Le mariage par rapt : « Cette forme de mariage, déviante par rapport à la coutume dominante, est cependant relativement fréquente. Il est assez mal désigné par ce terme car la jeune fille est toujours au courant du projet quand elle n’en est pas l’initiatrice. Voilà de quoi il s’agit. La liberté prénuptiale des jeunes existant dans bien des endroits, il arrive que deux jeunes se plaisent mutuellement mais que les parents de la jeune fille ne soient pas disposés à voir celle-ci partir. La jeune fille étant économiquement plus indépendante de sa famille que le jeune homme de la sienne, elle peut décider celui-ci à simuler un enlèvement. Le dit rapt a lieu lors d’une sortie, d’une fête, etc., alors que les parents de la jeune fille la croient en train de s’amuser. Une fois mariée religieusement, elle revient avec son mari auprès de ses parents car la bénédiction parentale et surtout maternelle est indispensable (p. 63). Ce mariage par rapt peut exister aussi avec accord des parents de la fiancée pour éviter les frais du mariage. Il existe même des régions où le mariage par rapt est un rite. Smirnov le décrit pour le district de Chadrinsk (p. 210-211) : Le 18 janvier, jour de foire, les jeunes filles qui ont envie de se faire enlever (sic !) s’habillent de leur mieux, se regroupent près des étalages et attendent leur tour.

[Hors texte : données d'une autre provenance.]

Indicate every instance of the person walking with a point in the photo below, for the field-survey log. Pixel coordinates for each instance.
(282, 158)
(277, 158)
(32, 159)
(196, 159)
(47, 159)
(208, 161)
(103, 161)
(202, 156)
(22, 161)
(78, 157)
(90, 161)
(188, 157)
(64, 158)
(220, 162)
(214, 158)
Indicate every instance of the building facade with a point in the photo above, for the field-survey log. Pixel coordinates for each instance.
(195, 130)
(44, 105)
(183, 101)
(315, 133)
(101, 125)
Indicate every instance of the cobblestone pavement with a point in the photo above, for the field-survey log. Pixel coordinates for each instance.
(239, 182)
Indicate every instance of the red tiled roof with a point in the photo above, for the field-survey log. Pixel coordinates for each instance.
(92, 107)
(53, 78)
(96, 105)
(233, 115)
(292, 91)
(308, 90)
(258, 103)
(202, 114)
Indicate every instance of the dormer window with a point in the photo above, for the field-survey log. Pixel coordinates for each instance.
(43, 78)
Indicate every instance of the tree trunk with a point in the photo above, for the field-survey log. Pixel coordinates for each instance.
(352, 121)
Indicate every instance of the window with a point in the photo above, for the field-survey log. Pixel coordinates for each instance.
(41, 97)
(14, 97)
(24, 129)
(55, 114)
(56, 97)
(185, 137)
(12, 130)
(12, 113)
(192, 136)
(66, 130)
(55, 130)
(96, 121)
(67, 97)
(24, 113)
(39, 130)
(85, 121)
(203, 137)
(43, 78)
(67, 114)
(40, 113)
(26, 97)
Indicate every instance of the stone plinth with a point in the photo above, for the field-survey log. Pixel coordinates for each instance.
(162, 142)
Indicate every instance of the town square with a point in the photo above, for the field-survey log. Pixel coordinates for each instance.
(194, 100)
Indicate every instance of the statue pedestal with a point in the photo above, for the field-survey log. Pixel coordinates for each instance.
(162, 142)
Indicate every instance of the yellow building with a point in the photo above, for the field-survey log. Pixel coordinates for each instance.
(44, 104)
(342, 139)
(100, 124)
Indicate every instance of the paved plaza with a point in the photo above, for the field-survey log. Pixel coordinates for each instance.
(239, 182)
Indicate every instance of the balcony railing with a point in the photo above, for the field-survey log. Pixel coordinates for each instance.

Surviennent des équipages attelés à une troïka où se tiennent deux, trois ou plusieurs jeunes gens. Chaque équipage approche à toute allure du groupe des jeunes filles, un ou deux garçons sautent à bas de la voiture, s’emparent d’une jeune fille et filent sans prêter attention aux cris. Tout ceci devant un public nombreux. Le rite se répète, y compris les jours suivants, jusqu’à ce que toutes les candidates au rapt aient eu satisfaction. S’ensuivent les mariages. Ainsi, ces mariages ne confirment nullement la thèse de la domination de l’homme sur la femme, ils marquent même une indépendance financière certaine de la jeune fille vis-à-vis de ses parents : dans le pire des cas en effet la jeune fille est simplement privée de dot et de bénédiction.